Pour faire sérieux et vous « culturer un peu », sachez que la sécrétion de larmes dépend d’un phénomène neurologique, qui peut avoir deux origines. Soit un phénomène physique : une poutre dans l’œil, l’épluchage d’oignons (comme quoi l’oignon ça n’a pas que du bon !) ou encore des poussières. Soit un phénomène psychologique : une réaction à une émotion comme la tristesse, la joie, l’appropriation des sentiments du héros d’un film, d’un match …

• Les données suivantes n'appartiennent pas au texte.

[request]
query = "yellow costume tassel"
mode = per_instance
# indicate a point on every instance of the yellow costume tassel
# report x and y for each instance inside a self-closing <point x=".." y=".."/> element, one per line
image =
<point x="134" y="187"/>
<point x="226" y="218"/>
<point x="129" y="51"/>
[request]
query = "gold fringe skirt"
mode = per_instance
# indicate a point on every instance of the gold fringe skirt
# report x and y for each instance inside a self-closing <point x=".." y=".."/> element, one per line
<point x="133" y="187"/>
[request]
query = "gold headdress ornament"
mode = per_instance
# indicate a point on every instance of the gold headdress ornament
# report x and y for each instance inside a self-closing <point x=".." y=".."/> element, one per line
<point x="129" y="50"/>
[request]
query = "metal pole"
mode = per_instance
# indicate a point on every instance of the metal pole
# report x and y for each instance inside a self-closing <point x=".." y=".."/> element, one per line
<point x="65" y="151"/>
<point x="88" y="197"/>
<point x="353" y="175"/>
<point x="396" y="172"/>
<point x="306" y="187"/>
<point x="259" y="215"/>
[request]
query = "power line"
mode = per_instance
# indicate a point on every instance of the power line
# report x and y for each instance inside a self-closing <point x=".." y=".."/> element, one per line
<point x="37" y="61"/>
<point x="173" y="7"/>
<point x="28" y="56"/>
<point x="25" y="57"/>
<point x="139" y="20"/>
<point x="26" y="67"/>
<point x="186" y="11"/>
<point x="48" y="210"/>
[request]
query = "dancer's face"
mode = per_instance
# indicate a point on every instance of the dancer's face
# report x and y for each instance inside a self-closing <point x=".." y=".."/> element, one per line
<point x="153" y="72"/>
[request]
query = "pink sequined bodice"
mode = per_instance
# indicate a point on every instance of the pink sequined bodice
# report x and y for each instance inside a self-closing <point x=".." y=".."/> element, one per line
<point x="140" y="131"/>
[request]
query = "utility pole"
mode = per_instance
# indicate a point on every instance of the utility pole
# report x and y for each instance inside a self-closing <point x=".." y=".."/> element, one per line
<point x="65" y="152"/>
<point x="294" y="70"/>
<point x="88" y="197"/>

Dans la famille des émotions de rugby, entraîneur, j’aimais bien parfois me servir de sourires pour aider à une entame de match réussie.  A une époque lointaine donc, vers 15h moins rien, je m’en servais pour détendre les plus tendus de mes joueurs.  En effet, qui ne se souvient pas de ces « trop énervés » dont la décharge d’adrénaline tombait sur la gueule du 2 d’en face dès la première mêlée par le biais du poing de notre 5 encore en mouvement depuis la préparation d’avant match … Mais sourire 30 secondes avant de rentrer, chez certains, ça restait sous une forme très crispée et même le billet de 5 francs prévu pour la masse de la troisième mi-temps ne serait pas passé entre les dents d’en haut et celles d’en bas … Mais ça fonctionnait parfois !

 

Je pleure donc je vis !

Et des pleurs aussi bordel !! Et quand on ne s’y attend pas, c’est plus fort encore … A ce propos, nous nous demandions si on pouvait pleurer avec autre chose que les yeux. Mon ami racontait que son coach nous disait souvent : « si vous ne vous y filez pas, il ne vous restera que les yeux pour pleurer… ». Difficile à dire en effet. Effet papillon ou conséquence plus directe de pleurs de cause ovale pas positive, je sais qu’il m’est arrivé que les bras m’en tombent et que certains s’en arrachent les cheveux ! J’en ai eu aussi parfois les jambes coupées et plein le cul et même jusqu’à m’en bouffer les c… (mais ça c’était quand j’étais jeune et souple; et surtout inexpérimenté…). Il est vrai que si les quantités versées de ce que contiennent les larmes, à savoir des lipides, du mucus (ça file envie non ?…) et un peu d’eau, étaient proportionnelles à certains sujets de notre actualité autour du XV de France, même les plus hauts terrains de France seraient noyés ! Mais revenons à des pleurs plus positifs. Les titres, les montées sont autant de vérités fortes qui libèrent des émotions longtemps cachées derrière le travail cumulé d’une saison, parfois plus. Un premier titre national pour un club par exemple a ceci d’extraordinaire qu’il touche bien plus de personnes que les 22 privilégiés et le staff de l’équipe. Il fédère l’ensemble des équipes et dirigeants qui ont fait en sorte que le club avance des années durant. Et au-delà du moment, qui est bien sûr dantesque,  les acteurs se rendent compte du bonheur absolu que de faire pleurer des gens qu’ils ne connaissent parfois même pas ! Et de ces larmes poussent des vocations, elles magnifient l’identité « club » et font grandir la famille. Et c’est beau à … en pleurer ! Avec des larmes qui remuent le poids de l’instant, de l’Histoire, la valeur du passé et du présent mélangés. La vie quoi …

 

 

A titre très personnel, je me rends compte -l’âge sans aucun doute- que depuis quelques années, je pleure de plus en plus facilement. Et je le vis bien. Souvent. Comme si notre esprit était capable de filtrer l’origine du pleur, je m’épands sur des évènements des miens, des sentiments de personnes aimées. L’acte de pleurer, c’est être en empathie avec le moment, les gens. Il ajoute une notion de partage plus fort, comme un engagement de niveau supérieur à « être avec », « être dedans », ressentir la folie et se rendre compte rationnellement à la fois. Et quand il m’arrive de pleurer sur des choses qui devraient m’être étrangères, c’est que le sujet me ramène à des souvenirs enfouis, des personnes ou des situations qui m’ont touchées… Vous y êtes ?…

Alors en cet an neuf, et même si ça fait vœux de vieux, je nous souhaite, par ce rugby qui nous rassemble, de pleurer ensemble, vous avec les vôtres, nous avec les nôtres et le plus possible pour des moments beaux.